The gameplay is a collaborative storytelling exercise where you develop a scene based on a memory trigger. You first draw a memory trigger from a hat, then the other players ask you yes-or-no questions about it. The catch is that you must answer yes to the questions. Using that trigger and the questions and answers, you form the beginning of a scene. The other players then fill in what you did or said. This is multiple-choice, and when finished nets you one complete memory.
The fluff is where this gets interesting. All players of this game have profound retrograde amnesia- total loss of memory. They are being treated at the Orphic Institute with an experimental drug called Mnemosyne. This drug induces low-level telepathy, breaking down the boundaries between people's minds. While the patient cannot recall their own memories, the others may look in and see them as the patient reacts to a trigger.
The whole thing is very structured, set up in many respects like an actual group therapy procedure. The penny in the title is literal, as pennies change hands throughout the session in order to fuel each memory. The style of play can be adjusted based on what kind of character you're building. The default style generates a normal modern-day person, and sheets are supplied in the back of the book for a Cthulhu Mythos investigator and a Bourne-esque secret agent.

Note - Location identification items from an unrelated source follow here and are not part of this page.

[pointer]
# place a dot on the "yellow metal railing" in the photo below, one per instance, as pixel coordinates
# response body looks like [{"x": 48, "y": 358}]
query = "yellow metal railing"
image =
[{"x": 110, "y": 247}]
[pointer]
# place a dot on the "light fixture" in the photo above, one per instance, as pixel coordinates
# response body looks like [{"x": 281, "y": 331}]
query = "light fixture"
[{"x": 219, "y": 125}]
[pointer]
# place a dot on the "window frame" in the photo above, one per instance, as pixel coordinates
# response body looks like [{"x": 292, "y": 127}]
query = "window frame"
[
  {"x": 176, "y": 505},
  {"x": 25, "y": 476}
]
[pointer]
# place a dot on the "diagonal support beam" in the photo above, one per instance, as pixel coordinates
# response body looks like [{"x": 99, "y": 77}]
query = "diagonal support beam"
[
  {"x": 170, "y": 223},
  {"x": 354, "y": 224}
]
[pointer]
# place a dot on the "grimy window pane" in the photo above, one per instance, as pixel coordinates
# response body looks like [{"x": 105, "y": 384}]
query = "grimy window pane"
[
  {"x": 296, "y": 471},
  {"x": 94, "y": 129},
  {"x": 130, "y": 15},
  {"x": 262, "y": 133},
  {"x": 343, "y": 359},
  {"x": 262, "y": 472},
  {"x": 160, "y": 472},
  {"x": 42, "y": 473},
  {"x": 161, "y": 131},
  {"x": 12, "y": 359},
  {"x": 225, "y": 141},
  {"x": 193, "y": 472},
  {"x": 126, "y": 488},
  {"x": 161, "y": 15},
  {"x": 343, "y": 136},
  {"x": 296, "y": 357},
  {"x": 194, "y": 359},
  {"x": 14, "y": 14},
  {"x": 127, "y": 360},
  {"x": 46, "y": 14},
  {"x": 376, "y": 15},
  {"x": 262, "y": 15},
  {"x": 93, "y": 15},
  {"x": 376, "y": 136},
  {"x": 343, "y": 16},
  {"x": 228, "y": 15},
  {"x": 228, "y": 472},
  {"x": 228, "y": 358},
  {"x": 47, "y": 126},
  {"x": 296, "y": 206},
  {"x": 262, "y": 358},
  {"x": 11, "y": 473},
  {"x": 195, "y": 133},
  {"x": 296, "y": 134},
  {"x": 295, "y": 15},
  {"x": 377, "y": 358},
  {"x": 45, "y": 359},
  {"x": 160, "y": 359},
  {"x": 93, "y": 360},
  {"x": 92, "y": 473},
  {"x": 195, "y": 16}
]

There are a few drawbacks, of course. The system relies heavily on everyone being on the same page. In early playtests, the author relates how one person introduced psychic vampires in time zeppelins, which, while awesome, was not part of the intended universe. Even when everyone is on the same page, you can get disparities in power or prestige level, such as one play session where one player was 8 years old and another was an international bank robber.
I'm planning on running a session or two of PFMT in IRC for this thread, to provide examples.